Privacy Concerns With Social Data
SDoH data is more personal than a blood pressure reading. It can reveal that someone is experiencing domestic violence, is homeless, has been incarcerated, or is struggling to feed their family. Under HIPAA, this information can be used and shared for treatment purposes without requiring separate patient authorization. But disclosures to other authorities or for purposes unrelated to treatment or payment may require the patient’s explicit consent.
The technical infrastructure hasn’t fully caught up to these distinctions. Most electronic health record systems lack the ability to segment sensitive social data from the rest of a patient’s record, meaning they can’t easily restrict who sees what. This is a real problem: surveys have found that about one in eight patients avoids seeking care for sensitive conditions or withholds information from providers because of confidentiality concerns. If patients fear that disclosing housing instability or substance use will follow them in ways they can’t control, they may simply stop answering screening questions honestly.

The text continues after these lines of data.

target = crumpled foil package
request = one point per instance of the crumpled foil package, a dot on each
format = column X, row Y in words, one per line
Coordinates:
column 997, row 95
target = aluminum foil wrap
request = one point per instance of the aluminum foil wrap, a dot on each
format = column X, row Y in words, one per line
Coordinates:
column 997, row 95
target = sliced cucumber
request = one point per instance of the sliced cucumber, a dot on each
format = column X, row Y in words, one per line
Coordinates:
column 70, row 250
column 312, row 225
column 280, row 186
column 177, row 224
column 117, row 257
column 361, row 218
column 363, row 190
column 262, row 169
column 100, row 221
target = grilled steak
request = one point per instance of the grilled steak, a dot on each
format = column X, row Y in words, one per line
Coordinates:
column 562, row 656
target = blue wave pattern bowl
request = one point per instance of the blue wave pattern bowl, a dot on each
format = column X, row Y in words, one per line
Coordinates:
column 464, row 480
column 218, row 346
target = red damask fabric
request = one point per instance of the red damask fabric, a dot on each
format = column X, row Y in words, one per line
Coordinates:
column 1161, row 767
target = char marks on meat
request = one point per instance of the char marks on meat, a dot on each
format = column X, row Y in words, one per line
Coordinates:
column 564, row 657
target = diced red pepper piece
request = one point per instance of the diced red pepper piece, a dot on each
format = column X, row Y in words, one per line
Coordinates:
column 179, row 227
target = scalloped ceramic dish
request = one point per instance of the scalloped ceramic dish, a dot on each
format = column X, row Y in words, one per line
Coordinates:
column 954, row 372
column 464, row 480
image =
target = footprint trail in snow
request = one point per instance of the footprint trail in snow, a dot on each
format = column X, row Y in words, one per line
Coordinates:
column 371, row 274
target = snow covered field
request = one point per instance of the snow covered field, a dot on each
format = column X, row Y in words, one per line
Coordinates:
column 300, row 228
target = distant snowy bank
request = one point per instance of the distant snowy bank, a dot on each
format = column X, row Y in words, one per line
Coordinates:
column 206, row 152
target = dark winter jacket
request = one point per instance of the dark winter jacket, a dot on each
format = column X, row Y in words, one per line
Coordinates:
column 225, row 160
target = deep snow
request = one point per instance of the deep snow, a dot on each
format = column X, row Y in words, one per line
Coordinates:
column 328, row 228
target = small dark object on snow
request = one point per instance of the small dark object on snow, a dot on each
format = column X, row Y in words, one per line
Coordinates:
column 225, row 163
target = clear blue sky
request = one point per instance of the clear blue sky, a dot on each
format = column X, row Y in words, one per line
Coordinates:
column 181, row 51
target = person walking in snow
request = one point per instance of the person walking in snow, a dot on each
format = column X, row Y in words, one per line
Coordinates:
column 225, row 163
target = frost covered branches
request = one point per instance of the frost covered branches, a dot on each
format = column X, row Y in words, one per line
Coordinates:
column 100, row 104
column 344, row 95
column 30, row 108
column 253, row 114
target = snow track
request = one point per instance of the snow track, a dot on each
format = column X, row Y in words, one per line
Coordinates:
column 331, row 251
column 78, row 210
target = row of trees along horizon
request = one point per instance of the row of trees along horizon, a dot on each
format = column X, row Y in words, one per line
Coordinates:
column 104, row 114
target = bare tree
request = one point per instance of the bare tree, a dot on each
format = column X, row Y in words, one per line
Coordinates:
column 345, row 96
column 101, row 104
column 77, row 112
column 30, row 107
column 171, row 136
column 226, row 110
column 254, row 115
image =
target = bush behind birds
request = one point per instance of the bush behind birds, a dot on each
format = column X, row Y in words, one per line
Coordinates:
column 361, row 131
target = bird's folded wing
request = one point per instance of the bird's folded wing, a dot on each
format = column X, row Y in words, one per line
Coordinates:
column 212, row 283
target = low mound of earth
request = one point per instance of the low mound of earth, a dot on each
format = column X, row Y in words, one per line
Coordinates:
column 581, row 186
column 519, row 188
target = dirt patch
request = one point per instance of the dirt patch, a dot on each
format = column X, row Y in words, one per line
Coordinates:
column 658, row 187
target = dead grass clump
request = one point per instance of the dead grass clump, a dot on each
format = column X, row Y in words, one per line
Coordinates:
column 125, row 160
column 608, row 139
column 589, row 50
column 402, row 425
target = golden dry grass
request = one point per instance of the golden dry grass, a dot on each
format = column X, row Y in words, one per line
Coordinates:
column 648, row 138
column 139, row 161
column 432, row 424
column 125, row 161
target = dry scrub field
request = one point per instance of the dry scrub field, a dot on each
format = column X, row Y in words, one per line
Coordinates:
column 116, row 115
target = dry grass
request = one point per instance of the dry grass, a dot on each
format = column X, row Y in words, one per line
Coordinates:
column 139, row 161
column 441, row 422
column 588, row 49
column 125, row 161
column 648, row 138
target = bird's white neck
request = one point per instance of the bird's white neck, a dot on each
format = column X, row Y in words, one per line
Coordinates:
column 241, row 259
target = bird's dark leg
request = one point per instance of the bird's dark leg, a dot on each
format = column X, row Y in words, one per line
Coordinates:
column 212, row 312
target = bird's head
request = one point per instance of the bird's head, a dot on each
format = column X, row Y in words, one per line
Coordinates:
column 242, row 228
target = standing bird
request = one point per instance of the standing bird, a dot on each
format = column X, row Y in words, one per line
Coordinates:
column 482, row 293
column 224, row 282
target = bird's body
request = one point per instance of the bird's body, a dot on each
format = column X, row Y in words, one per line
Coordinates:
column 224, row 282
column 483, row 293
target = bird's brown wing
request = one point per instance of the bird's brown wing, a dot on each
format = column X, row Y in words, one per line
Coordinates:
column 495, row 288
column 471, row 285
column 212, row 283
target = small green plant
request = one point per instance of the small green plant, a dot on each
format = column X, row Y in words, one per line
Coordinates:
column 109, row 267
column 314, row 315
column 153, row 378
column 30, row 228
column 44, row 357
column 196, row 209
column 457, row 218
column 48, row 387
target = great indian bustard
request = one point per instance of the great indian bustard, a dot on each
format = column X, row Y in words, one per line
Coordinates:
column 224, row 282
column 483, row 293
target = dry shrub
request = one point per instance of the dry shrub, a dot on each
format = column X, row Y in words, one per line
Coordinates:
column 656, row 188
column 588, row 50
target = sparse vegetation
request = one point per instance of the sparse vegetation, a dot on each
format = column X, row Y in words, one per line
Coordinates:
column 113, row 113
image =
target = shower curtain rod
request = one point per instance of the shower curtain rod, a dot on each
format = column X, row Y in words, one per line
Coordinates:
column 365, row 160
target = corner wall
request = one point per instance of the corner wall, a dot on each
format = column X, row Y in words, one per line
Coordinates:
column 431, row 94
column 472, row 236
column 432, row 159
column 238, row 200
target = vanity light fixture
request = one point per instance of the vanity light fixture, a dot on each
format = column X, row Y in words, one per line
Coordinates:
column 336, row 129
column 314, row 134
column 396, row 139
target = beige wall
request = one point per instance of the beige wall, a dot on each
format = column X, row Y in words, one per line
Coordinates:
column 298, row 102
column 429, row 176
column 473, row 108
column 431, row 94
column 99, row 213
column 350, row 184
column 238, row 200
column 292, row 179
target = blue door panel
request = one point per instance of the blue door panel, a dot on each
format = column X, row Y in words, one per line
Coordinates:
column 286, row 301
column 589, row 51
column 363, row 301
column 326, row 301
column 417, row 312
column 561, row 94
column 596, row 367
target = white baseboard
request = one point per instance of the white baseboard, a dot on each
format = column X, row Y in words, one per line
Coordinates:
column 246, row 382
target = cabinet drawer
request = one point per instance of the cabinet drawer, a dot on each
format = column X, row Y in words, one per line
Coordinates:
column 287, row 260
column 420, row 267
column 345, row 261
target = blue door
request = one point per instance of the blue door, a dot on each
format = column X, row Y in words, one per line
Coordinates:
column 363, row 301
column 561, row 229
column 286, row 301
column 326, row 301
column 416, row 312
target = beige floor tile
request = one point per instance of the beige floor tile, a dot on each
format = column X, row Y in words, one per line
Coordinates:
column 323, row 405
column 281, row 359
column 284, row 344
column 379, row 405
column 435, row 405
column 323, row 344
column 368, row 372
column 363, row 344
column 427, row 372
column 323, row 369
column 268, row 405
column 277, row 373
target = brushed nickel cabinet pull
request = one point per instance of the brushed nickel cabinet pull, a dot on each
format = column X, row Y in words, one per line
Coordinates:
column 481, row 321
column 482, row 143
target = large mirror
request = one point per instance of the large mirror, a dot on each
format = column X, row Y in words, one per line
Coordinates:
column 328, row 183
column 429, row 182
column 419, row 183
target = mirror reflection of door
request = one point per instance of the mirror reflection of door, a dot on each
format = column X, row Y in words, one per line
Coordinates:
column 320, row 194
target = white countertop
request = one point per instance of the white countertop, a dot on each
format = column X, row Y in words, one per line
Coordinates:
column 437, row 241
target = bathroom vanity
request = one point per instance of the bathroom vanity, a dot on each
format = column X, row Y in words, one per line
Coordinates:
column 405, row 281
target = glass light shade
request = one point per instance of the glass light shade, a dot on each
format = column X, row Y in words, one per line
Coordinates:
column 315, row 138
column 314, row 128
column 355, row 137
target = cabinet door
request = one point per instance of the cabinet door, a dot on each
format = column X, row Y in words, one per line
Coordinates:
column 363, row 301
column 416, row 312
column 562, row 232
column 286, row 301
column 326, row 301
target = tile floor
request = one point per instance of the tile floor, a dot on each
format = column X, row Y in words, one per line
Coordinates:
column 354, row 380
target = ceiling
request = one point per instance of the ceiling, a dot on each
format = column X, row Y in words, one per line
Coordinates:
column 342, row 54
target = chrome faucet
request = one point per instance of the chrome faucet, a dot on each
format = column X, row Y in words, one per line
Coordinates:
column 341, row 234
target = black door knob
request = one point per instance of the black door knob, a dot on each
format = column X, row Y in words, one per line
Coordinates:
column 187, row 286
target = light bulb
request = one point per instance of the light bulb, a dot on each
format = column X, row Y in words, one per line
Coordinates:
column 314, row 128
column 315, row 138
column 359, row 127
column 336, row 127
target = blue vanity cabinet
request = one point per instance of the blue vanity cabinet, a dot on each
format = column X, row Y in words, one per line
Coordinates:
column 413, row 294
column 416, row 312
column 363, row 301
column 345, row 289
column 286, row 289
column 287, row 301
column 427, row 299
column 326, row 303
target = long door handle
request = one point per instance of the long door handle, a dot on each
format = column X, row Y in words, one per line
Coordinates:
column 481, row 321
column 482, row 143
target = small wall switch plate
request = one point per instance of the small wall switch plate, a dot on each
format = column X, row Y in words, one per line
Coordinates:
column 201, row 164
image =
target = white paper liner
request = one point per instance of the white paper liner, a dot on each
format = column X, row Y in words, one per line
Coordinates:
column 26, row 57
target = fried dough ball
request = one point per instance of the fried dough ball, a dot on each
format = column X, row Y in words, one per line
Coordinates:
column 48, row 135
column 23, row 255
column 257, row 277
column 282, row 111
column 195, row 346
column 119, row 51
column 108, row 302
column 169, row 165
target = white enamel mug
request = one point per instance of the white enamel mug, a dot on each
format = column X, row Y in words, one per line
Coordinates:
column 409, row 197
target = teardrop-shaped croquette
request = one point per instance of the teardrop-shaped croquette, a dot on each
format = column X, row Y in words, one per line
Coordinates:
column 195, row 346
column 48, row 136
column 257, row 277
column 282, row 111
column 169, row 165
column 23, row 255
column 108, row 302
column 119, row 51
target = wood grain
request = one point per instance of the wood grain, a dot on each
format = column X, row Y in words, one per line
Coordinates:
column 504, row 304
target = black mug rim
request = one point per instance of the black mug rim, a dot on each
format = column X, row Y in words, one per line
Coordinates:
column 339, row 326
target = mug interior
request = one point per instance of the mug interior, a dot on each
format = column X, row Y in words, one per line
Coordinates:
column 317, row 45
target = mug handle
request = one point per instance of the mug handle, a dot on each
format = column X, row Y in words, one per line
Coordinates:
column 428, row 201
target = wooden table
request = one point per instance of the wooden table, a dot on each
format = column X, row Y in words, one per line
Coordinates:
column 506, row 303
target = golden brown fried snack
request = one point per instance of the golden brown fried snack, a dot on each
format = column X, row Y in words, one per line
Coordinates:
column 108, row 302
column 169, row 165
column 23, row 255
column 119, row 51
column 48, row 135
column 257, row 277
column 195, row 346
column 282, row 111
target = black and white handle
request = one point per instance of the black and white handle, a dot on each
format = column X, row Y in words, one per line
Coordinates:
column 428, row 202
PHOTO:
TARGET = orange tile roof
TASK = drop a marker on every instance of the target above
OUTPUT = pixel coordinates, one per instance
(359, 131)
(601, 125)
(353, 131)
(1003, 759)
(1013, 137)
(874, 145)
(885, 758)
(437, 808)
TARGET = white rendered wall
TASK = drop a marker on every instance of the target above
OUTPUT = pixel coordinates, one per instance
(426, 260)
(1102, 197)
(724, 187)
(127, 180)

Mental health records illustrate the tension. SDoH information collected by a therapist in psychotherapy notes receives stronger legal protection but becomes less available to other providers who might use it to coordinate care. The field is still working out how to balance comprehensive data sharing with the trust patients need to disclose sensitive information in the first place.
What Organizations Do With SDoH Data
Health systems use SDoH data at two levels. At the individual level, a provider who knows a patient lacks reliable transportation can connect them with ride services for appointments, or a care team that sees a food insecurity flag can refer the patient to a local food bank. These connections between clinical care and social services are increasingly formalized through closed-loop referral systems, where the health system can track whether the patient actually received help.
At the population level, aggregated SDoH data helps organizations identify patterns. A hospital might discover that readmission rates are highest among patients from a specific zip code with limited access to pharmacies, or that patients screening positive for social isolation have significantly worse outcomes for chronic conditions like diabetes and hypertension. These insights allow health systems, insurers, and public health agencies to direct resources where they’ll have the greatest impact, shifting from treating illness after it appears to addressing the conditions that cause it.